In an exclusive interview with Xinhua, Rachel Duan, president and CEO of General Electric’s Global Growth Organization, said China has always been the company’s key strategic market since it started doing business here as early as 1906.
“No matter in the early 20th century or now, the Chinese market has long been an important part of the global economy and will become a key engine for GE’s future development,” Duan said.
“For any company, China is a strategic market that cannot be ignored,” she declared, noting that “it is a privilege that GE is a participator, witness and beneficiary of China’s social and economic development.”
Despite U.S.-China trade tensions, the value of orders that GE received in China exceeded 8 billion U.S. dollars last year. The company has also announced it will open a new offshore wind factory in the city of Jieyang and establish a new operation and development center in Guangzhou, south China’s Guangdong province, in a bid to meet China’s growing demand for offshore wind energy.
GE is just one of the many foreign companies that remain bullish about the Chinese market. Vanguard Group, the world’s biggest provider of mutual funds, considers China as one of the most crucial and indispensable markets worldwide.
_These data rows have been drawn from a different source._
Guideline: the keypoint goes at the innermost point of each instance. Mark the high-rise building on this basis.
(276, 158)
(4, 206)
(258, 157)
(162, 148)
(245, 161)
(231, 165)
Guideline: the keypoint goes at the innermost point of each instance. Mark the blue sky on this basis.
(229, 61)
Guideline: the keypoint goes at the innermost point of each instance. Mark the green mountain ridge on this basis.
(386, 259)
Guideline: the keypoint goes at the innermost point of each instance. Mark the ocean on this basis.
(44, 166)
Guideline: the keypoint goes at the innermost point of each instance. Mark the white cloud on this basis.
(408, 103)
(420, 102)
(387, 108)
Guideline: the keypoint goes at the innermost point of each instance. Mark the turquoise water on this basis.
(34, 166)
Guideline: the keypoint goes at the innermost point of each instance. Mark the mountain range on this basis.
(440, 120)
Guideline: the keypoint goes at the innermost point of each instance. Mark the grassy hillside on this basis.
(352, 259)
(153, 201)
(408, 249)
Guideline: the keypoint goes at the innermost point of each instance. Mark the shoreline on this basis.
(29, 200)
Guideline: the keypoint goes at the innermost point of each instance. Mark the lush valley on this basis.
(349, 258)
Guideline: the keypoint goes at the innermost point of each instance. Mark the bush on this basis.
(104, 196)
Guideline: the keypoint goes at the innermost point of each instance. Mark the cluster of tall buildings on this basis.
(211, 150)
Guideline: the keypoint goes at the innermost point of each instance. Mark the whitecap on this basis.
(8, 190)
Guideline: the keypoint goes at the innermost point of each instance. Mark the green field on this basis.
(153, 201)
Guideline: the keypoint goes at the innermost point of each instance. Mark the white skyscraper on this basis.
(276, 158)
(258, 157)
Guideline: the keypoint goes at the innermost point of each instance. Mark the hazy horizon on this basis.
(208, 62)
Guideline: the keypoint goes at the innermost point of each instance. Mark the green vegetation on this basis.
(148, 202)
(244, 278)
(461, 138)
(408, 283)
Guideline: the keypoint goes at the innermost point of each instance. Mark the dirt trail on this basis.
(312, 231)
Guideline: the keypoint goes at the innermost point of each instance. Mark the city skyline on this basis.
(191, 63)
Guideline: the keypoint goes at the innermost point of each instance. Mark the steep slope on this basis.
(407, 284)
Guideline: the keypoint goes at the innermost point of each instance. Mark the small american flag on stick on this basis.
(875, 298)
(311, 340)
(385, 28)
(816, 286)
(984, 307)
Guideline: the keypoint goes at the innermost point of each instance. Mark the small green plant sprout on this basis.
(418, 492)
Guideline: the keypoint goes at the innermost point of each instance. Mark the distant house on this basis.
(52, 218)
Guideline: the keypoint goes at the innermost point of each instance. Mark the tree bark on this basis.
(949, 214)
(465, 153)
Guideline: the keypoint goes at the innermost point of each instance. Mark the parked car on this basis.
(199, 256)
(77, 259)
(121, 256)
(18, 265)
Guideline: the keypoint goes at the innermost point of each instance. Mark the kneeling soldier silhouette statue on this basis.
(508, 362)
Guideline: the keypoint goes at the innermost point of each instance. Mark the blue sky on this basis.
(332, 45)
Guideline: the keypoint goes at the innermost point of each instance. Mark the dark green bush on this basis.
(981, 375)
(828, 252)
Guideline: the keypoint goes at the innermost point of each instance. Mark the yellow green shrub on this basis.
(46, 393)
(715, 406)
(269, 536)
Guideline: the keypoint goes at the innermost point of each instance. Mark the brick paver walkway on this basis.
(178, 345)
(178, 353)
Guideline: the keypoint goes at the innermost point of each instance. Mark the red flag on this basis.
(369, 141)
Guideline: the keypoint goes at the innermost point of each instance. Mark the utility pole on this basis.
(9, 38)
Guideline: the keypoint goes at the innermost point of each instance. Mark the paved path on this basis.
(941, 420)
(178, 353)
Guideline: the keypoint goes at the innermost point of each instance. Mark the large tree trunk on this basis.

“Vanguard has firm confidence and determination about taking root in China in the long run, and the company is committed to participating in the opening-up of China’s financial markets,” said Charles Lin, CEO of Vanguard Asia and chairman of Vanguard Investment Management (Shanghai) Ltd. Despite a short history of a little more than 30 years, China’s capital market has developed rapidly and demonstrated great potential.